The Great Fire of October 26, 1875, destroyed Virginia City's downtown, including Piper's first building. He built a second opera house, which opened January 28, 1878, at a cost of $40,000. David Belasco served as stage manager there before relocating to New York and building his national reputation. That building burned on March 13, 1883.
The current structure opened March 6, 1885, with a grand ball. John Piper celebrated with a building that featured a dance floor, carpeted aisles, and hanging balconies — an improvement on his earlier designs. The performers who followed included John Philip Sousa, Lillie Langtry, and Al Jolson. Gentleman Jim Corbett trained in the building in 1897 in preparation for a heavyweight championship bout.

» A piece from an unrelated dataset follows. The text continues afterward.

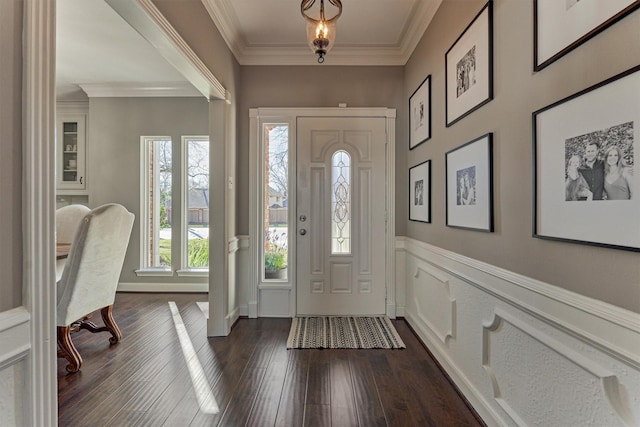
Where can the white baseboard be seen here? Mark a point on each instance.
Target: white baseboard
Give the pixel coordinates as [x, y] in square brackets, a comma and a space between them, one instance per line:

One account in the building's history records a lynching from its rafters in 1871, though Wikipedia's article on Piper's notes that newspaper corroboration is limited. Virginia City's declining fortunes through the early 20th century left the building underused, but successive preservation campaigns and National Park Service funding have kept the structure standing. It was placed on the National Register of Historic Places in 1997.
Sources
- https://en.wikipedia.org/wiki/Piper%27s_Opera_House
- https://pipersoperahouse.com/
- https://travelnevada.com/performing-arts/pipers-opera-house/
Footsteps on empty stageShadow figuresSelf-moving doorsCold spotsEVP
Piper's Opera House has accumulated a paranormal record over more than a century of use, fire, and partial decay. The reports fall into two consistent categories: movement sounds and visual anomalies.

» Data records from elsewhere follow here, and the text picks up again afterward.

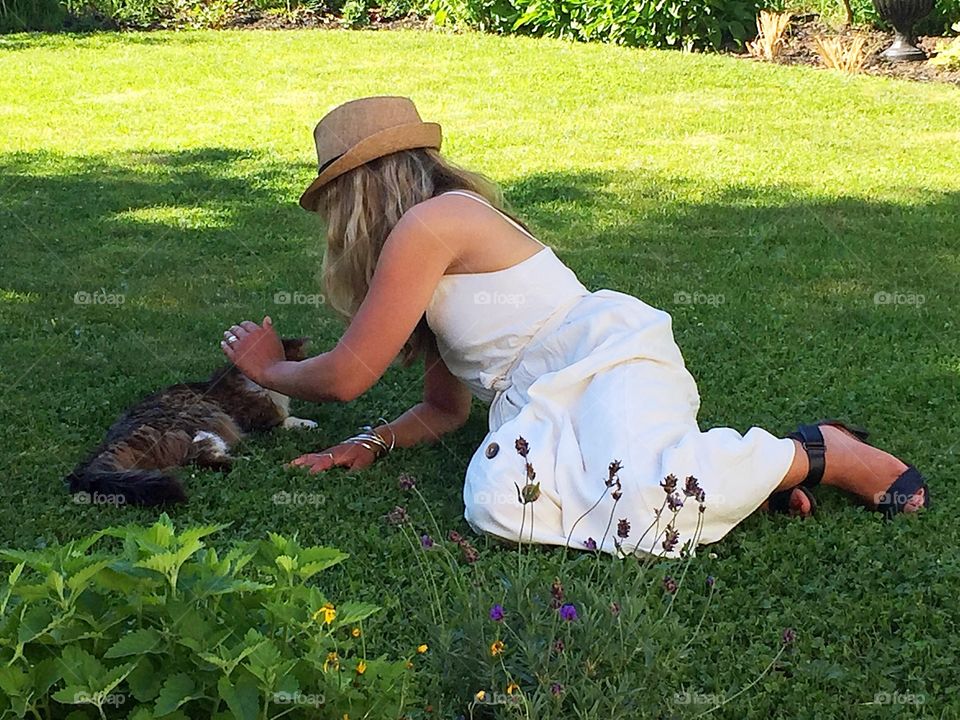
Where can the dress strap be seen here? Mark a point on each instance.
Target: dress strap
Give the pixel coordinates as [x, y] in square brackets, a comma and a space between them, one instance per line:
[506, 217]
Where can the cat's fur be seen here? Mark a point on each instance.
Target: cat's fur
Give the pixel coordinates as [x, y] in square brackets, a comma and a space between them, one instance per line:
[194, 423]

The sound of footsteps crossing the wooden stage is among the most frequently documented experiences at the venue — reported both by daytime visitors and by staff arriving before opening. The steps are described as regular, deliberate, and clearly audible when the building is otherwise empty. There is no obvious structural explanation for the sound, and it has been reported independently across multiple decades.
Visual reports center on the stage and wings: shadow figures that appear at the edge of the stage and step backward into darkness, and figures observed briefly in the hanging balconies. Cleaning staff and volunteers have described doors to dressing rooms and storage closets opening and closing without apparent cause.

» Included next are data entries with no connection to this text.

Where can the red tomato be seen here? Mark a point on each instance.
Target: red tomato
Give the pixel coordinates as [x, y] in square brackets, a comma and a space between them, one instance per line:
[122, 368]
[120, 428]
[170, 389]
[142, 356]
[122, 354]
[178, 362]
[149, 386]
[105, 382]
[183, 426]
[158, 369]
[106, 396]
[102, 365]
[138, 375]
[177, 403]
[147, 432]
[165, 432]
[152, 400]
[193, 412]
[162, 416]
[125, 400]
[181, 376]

The paranormal tour program, offered during October and on select other dates, invites small groups (maximum 20) to explore the first and second floors with ghost-hunting equipment. Tour participants have reported EVP captures and temperature drops during sessions, though the building's age and ventilation mean ambient variation is expected.
Whether any of these reports connect to specific historical events — the disputed 1871 lynching, the multiple deaths and injuries associated with a mining town at its boom — is a question Piper's itself does not claim to answer. The building holds the weight of a place that has seen a great deal and outlasted most of it.